DENVER--(BUSINESS WIRE)--Liberty Oilfield Services Inc. (NYSE: LBRT) (“Liberty”) announced today that its board of directors has authorized the implementation of a share repurchase plan to repurchase, at the discretion of senior management, shares of Liberty’s Class A common stock, par value $0.01 per share, in an amount not to exceed $100 million through September 30, 2019. The board’s authorization includes the ability to purchase from Liberty’s pre-initial public offering investors at prices equivalent to those paid to unaffiliated sellers, subject to certain limitations. The share repurchases may be made from time to time in the open market and through privately negotiated transactions, in block trades and/or through other legally permissible means, depending on market conditions and in accordance with applicable rules and regulations. The Company expects to fund repurchases made under this plan from its existing cash on hand and future operating cash flow.
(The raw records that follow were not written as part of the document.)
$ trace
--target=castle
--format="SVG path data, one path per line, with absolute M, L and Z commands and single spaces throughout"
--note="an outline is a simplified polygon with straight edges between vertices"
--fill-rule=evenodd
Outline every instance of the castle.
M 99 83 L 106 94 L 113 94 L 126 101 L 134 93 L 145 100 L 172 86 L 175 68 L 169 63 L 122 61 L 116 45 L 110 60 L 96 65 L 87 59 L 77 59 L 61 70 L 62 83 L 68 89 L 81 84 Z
The share repurchase program was authorized on September 10, 2018 and will remain in place until September 30, 2019 but may be limited or terminated at any time without prior notice.
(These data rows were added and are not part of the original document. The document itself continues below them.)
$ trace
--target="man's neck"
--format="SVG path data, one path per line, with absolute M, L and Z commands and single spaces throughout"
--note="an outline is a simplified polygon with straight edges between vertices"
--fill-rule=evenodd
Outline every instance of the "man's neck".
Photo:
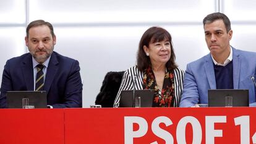
M 222 53 L 218 53 L 218 54 L 211 53 L 211 54 L 214 60 L 215 60 L 216 62 L 217 62 L 218 64 L 223 64 L 224 62 L 229 56 L 230 51 L 231 51 L 230 49 L 231 49 L 230 46 L 229 46 L 229 48 L 227 48 L 227 50 L 224 51 Z

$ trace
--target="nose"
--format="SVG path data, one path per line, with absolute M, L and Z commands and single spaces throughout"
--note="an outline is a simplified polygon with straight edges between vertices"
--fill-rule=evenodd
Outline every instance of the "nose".
M 44 46 L 43 46 L 43 41 L 39 41 L 39 43 L 38 43 L 38 49 L 43 49 L 43 48 L 44 48 Z
M 164 44 L 162 44 L 162 48 L 161 48 L 161 51 L 166 51 L 167 50 L 167 46 L 166 46 Z
M 215 35 L 211 35 L 211 41 L 216 41 L 216 36 L 215 36 Z

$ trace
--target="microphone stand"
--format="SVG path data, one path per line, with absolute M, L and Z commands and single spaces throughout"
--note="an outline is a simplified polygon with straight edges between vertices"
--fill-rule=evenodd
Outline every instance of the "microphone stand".
M 254 87 L 256 88 L 255 78 L 254 77 L 252 77 L 250 79 L 252 79 L 252 82 L 254 82 Z
M 132 91 L 132 108 L 135 107 L 135 82 L 136 82 L 136 79 L 137 79 L 137 75 L 134 75 L 134 79 L 133 79 L 133 85 L 134 85 L 134 90 Z

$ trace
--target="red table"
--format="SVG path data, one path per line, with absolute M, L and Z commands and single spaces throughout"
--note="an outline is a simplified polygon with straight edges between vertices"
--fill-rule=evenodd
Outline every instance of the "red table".
M 253 143 L 255 108 L 0 109 L 0 143 Z

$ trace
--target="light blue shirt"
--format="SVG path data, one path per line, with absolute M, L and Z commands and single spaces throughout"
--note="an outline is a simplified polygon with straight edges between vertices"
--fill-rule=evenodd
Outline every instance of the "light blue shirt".
M 51 58 L 51 56 L 49 56 L 49 58 L 46 59 L 46 61 L 45 61 L 43 64 L 41 64 L 45 66 L 45 67 L 43 69 L 43 72 L 44 74 L 44 77 L 43 77 L 44 82 L 45 81 L 45 77 L 46 77 L 47 69 L 48 68 L 48 64 L 49 64 L 49 61 L 50 58 Z M 33 62 L 33 71 L 34 71 L 34 91 L 35 91 L 35 81 L 36 79 L 36 73 L 37 73 L 36 66 L 39 64 L 39 63 L 33 57 L 32 57 L 32 62 Z

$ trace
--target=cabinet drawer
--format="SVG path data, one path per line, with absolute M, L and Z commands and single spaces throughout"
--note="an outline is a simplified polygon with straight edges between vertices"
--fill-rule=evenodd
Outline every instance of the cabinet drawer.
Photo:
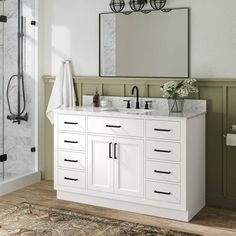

The share repurchase program was approved by Liberty’s board of directors who believe that a share repurchase program at this time is in the best interest of Liberty and its shareholders and will not impact Liberty’s ability to execute its growth plans.
About Liberty Oilfield Services Inc.
Liberty Oilfield Services Inc. is an independent provider of hydraulic fracturing services to onshore oil and natural gas exploration and production companies in North America. Liberty was founded in 2011 with a relentless focus on improving tight-oil completions, and an emphasis on customer partnerships and technology to find innovative answers to frac optimization. Liberty is headquartered in Denver, Colorado.
Cautionary Statement Concerning Forward-Looking Statements
Certain statements contained in this press release constitute “forward-looking statements” within the meaning of Section 27A of the Securities Act of 1933, as amended, and Section 21E of the Securities Exchange Act of 1934, as amended (the “Exchange Act”). These forward-looking statements represent Liberty’s expectations or beliefs concerning future events, and it is possible that the results described in this press release will not be achieved. These forward-looking statements are subject to certain risks, uncertainties and assumptions identified above or as disclosed from time to time in Liberty’s filings with the Securities and Exchange Commission (the “SEC”). As a result of these factors, actual results may differ materially from those indicated or implied by such forward-looking statements.
Any forward-looking statement speaks only as of the date on which it is made, and, except as required by law, Liberty does not undertake any obligation to update or revise any forward-looking statement, whether as a result of new information, future events or otherwise. New factors emerge from time to time, and it is not possible for Liberty to predict all such factors. When considering these forward-looking statements, you should keep in mind the risk factors and other cautionary statements the “Risk Factors” section of Liberty’s Annual Report for the year ended December 31, 2017 and in our other public filings with the SEC. These and other factors could cause our actual results to differ materially from those contained in any forward-looking statement.